In the analysis, 21 full-text literature out of 2956 screened titles and abstracts, including 63,496 cases, were included. All were human-based clinical studies, some based on certain regions gathered patient data and some based on big databases obtained online. ACE2, TMPRSS2, and IFITM3 are the genes mentioned most frequently that are related to SARS-CoV-2 infection. 20 out of 21 studies mentioned one or more of those genes. The relevant genes according to SNPs were also analyzed. rs12252-C, rs143936283, rs2285666, rs41303171, and rs35803318 are the SNPs that were mentioned at least twice in two different studies.

Conclusions

We found that ACE2, TMPRSS2, and IFITM3 are the major genes that are involved in SARS-CoV-2 infection. The mentioned SNPs were all related to one or more of the above-mentioned genes. There were discussions on certain SNPs that increased the infection and severity to certain groups more than the others. However, as there is limited follow-up and data due to a shortage of time history of the disease, studies may be limited.

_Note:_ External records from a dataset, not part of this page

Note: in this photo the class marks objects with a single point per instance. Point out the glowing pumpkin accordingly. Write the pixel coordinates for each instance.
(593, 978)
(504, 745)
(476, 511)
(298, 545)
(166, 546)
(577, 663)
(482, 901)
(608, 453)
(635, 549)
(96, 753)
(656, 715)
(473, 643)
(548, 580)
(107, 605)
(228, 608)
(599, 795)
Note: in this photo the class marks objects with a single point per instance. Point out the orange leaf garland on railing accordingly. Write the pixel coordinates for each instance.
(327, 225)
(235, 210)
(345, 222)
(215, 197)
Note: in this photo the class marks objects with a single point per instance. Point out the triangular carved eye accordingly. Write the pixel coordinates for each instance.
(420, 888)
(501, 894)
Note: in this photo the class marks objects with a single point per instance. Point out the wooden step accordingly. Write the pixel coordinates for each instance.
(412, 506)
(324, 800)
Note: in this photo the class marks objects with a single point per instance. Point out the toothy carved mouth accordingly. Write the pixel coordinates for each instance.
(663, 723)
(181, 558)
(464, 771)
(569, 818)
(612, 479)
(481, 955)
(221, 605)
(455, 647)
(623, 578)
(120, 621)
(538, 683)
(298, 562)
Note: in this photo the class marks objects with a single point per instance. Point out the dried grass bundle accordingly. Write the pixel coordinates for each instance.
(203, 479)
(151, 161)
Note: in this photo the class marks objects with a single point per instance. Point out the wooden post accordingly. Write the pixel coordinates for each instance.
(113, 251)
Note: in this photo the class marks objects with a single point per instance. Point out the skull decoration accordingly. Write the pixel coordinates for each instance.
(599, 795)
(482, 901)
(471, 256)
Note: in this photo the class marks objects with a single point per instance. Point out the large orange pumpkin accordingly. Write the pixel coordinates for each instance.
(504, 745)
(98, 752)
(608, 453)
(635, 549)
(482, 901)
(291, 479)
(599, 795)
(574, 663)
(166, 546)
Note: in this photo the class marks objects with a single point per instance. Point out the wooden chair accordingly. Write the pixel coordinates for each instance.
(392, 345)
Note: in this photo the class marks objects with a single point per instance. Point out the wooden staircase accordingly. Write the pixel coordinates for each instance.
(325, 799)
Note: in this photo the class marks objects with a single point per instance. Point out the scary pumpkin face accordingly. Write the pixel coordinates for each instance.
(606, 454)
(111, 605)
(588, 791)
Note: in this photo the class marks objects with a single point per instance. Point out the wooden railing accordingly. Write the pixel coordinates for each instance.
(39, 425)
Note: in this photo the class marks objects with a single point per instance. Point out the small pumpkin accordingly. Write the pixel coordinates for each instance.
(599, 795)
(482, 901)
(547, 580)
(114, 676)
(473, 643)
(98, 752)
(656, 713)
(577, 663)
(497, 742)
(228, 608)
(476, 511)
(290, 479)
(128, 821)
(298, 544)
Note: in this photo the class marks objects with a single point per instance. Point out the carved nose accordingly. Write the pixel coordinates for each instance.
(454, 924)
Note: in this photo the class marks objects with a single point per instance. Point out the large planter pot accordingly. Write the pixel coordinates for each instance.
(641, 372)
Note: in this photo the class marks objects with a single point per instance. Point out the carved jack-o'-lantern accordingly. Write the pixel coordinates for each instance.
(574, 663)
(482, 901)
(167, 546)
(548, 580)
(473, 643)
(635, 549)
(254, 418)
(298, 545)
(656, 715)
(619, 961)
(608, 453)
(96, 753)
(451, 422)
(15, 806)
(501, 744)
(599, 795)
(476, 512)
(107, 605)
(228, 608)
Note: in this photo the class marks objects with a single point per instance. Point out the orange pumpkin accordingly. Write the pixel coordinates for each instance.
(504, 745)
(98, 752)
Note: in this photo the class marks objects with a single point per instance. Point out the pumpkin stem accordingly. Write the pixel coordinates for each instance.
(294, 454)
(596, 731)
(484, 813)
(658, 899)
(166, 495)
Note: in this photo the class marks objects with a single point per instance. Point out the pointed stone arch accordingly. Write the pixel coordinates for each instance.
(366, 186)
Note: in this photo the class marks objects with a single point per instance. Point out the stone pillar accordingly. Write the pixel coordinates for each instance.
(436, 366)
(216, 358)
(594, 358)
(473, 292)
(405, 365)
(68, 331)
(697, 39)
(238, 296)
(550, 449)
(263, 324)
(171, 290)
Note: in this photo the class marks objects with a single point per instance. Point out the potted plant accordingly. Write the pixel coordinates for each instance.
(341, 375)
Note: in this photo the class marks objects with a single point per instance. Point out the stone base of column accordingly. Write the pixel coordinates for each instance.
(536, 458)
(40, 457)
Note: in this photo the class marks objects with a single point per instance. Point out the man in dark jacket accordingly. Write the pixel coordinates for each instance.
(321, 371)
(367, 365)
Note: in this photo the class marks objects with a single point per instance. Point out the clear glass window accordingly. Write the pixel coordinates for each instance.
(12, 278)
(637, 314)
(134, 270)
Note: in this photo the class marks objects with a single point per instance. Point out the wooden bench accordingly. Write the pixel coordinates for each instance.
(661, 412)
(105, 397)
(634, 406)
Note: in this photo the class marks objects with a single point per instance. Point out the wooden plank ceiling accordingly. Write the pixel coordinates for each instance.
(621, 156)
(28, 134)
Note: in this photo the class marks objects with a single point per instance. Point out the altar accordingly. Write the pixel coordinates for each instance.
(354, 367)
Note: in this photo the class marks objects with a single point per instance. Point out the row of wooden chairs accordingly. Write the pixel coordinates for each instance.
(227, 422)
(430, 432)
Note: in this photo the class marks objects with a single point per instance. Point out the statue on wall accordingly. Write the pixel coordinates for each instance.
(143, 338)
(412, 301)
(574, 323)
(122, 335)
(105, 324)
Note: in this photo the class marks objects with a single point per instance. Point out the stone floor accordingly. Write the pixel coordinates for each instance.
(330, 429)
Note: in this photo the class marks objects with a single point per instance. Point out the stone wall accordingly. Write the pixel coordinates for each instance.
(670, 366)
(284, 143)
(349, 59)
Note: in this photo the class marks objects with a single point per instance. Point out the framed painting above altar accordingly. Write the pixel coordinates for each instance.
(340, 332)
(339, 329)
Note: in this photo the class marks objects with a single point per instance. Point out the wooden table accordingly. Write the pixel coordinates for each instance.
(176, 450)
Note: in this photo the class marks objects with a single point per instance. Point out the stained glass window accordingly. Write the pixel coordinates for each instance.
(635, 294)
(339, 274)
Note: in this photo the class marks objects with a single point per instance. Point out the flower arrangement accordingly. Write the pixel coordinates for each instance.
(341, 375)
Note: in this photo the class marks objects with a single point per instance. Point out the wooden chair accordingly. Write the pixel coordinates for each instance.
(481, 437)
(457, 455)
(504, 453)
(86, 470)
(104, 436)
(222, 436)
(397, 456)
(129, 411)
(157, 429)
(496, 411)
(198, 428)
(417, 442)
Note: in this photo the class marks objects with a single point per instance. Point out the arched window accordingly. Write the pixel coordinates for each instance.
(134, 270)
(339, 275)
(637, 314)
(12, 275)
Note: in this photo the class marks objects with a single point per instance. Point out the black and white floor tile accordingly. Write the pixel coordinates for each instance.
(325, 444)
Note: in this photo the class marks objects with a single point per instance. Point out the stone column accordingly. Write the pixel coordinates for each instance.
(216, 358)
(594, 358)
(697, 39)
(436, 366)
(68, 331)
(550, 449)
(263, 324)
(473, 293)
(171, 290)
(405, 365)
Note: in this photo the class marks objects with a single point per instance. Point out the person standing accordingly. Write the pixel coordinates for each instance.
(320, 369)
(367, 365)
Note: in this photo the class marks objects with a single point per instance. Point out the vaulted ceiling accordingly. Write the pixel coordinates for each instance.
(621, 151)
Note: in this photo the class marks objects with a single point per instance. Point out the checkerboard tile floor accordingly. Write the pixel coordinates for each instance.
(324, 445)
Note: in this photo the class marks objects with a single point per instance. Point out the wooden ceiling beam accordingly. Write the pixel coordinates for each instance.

In 2020, coronavirus disease 2019 (COVID-19) posed a serious global public health threat. The first prevalence of the virus was reported in Wuhan China, on 31st December 2019. According to Johns Hopkins University Coronavirus Resource Center live update (Johns Hopkins University Medicine, Coronavirus Resource Center), the total cases of COVID-19 has reached more than 144 million and caused over 3 million deaths over the globe (January 2021). The COVID-19 pandemic has been studied from diverse perspectives, and health care professionals are trying their best to control the pandemic. As the consequences of COVID-19 are potentially severe, avoiding infection with severe acute respiratory syndrome coronavirus 2 (SARS-CoV-2) is important. Certain gene expressions are found to be closely related to coronavirus infection. Since SNP frequency and existence vary among population groups, groups with gene expression-related SNPs may show higher vulnerability to COVID-19 infection. Thus, ethnicity could be suggested as a possible factor affecting the severity of SARS-CoV-2 infections [3]. The virus first emerged in East Asia, but relatively higher rates of morbidity and mortality have been identified in European populations. It is therefore important to determine the mechanism underlying the effect of ethnicity on the severity of COVID-19.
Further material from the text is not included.